I have pulled a new data set to play with...one with test scores for about 500 students. While you can do statistical analysis with your gradebook---and let's face it, most teachers do in terms of how they assign final grades for students---I am a little squeamish about doing so. There may be no magic number that applies to every sample size, but I want us to play with something we can have a little more confidence in than the basic gradebook I've posted here. You can download the test scores workbook here.
This is the basic set up:
I have divided the data set into two schools: A and B. Each student is identified by their first name, and in some cases, a last initial.
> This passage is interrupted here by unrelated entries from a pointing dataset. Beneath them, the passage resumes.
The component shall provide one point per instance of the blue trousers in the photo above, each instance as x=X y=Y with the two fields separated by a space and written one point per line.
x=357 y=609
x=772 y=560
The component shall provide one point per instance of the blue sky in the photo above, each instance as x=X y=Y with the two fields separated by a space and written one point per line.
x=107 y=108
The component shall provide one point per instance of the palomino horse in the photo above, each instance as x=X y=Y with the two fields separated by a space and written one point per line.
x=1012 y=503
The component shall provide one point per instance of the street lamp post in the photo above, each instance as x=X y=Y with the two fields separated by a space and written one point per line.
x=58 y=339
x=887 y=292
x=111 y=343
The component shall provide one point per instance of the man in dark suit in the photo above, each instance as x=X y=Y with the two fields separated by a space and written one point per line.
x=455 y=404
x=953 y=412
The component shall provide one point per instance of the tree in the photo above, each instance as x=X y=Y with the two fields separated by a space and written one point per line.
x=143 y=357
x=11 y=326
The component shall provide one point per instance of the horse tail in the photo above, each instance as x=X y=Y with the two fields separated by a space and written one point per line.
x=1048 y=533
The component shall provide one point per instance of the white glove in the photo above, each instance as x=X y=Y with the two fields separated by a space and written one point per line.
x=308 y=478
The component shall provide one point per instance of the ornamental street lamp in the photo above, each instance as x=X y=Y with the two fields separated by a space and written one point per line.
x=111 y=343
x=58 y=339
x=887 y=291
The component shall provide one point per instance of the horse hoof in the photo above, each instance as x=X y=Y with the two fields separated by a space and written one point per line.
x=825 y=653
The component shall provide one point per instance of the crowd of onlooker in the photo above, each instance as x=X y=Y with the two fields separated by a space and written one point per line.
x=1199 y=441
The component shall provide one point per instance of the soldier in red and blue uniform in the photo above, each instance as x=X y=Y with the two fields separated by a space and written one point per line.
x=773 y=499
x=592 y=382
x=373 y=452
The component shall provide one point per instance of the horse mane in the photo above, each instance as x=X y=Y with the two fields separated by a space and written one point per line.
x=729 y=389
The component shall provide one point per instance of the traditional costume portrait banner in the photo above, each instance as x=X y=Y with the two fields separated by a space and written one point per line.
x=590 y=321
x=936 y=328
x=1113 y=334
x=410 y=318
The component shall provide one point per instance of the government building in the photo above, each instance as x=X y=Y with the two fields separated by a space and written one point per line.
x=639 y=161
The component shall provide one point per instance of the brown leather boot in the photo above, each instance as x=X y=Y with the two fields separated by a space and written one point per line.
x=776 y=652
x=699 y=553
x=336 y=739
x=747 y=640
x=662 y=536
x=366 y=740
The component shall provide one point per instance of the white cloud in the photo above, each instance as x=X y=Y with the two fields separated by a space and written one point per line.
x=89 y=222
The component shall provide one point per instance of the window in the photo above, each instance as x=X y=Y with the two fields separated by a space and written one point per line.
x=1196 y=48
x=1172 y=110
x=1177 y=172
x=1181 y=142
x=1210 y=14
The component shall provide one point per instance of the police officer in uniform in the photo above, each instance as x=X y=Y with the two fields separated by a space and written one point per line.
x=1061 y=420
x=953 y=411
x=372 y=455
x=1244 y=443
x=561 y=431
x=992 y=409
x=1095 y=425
There is a raw score for reading, writing, and math, as well as a level of performance (1, 2, 3, 4). The range of score points for each level plays out like this:
You may look at this and wonder about what appears to be missing points (Why can't anyone get a 399 on the reading or math test?!) and why writing has a different scale. There are reasons...good ones...but I'm not going to get into them at the moment. These data do come from (old) state test results: first names of students are unchanged, but I did fill in some missing scores. We're going to play along with the rules that were originally applied to determine the scores. So, do your best to overlook the oddities of these scales for now. For these tests, a score in Level 3 would mean a student can meet the standard (Level 4 = exceeds, Levels 1 and 2 = below standard).
Let's start with measures of central tendency (mean, median, and mode) for our reading data (C2: C517). For the mean, Excel uses the AVERAGE function...for median, oddly enough, we can use MEDIAN...and for the mode, it depends on which version of Excel you have. In olden versions, the MODE function worked just fine, but starting with 2010, you have choices. To just get "the" mode, use the MODE.SINGL function. To get multiple modes from an array of data, you can use the MODE.MULT function---a very handy improvement. Not every data set is bell-shaped. So, here is what we have for the reading scores. I placed the formulas in the table on the right so you can see the syntax.
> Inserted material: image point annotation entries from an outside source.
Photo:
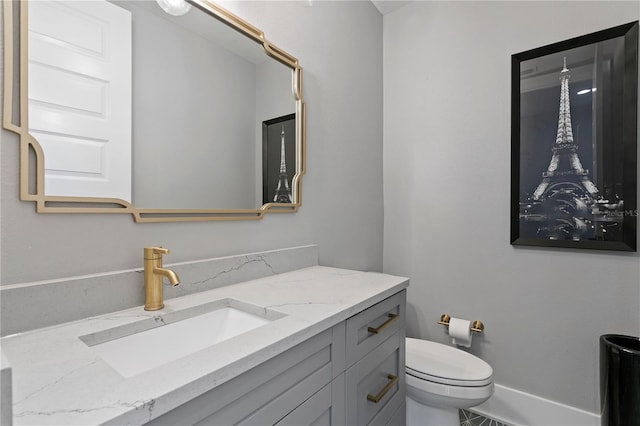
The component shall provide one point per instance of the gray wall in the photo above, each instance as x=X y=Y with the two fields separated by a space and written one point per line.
x=447 y=181
x=341 y=192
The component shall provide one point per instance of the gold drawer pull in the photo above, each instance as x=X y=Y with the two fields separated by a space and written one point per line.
x=392 y=318
x=392 y=381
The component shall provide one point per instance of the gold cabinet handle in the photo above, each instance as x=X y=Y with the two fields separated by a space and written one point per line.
x=376 y=330
x=392 y=381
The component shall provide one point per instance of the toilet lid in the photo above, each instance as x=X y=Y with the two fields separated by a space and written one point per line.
x=445 y=364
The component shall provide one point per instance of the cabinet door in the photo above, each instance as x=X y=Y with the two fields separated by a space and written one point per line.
x=314 y=411
x=264 y=394
x=375 y=385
If you want to graph this data set, it's not so friendly in its current form. We'd be better off building a frequency table first. This will allow us to find out how many students are in each category, then create a graph to visualize the distribution. To keep things simple, let's find out how many students scored in each level for the reading test. Build a simple table first, then select the empty cells:
Now you're ready to add your formula---a single formula ("array formula") which will fill all the cells at once. Then belly on up to the formula bar (too bad you can't pull a beer from here) and start entering the formula:
When you've finished entering this information, you need to use a command to fill in all of the cells in the table. Plain old ENTER will not work. You have to use CONTROL + SHIFT + ENTER. And poof! We now have a frequency table:
If this scares you, you can use a simple COUNT function in each cell, but hey, you're ready to use big kid functions. Give FREQUENCY a try. Use the filters in Excel and compare School A with School B.
This is a good spot to stop for today, but we'll come back to this data set another day to see other descriptive statistics in Excel...and then move on to inferential analysis.
Did you know that Excel has a whole category of statistics functions? Get in there and play!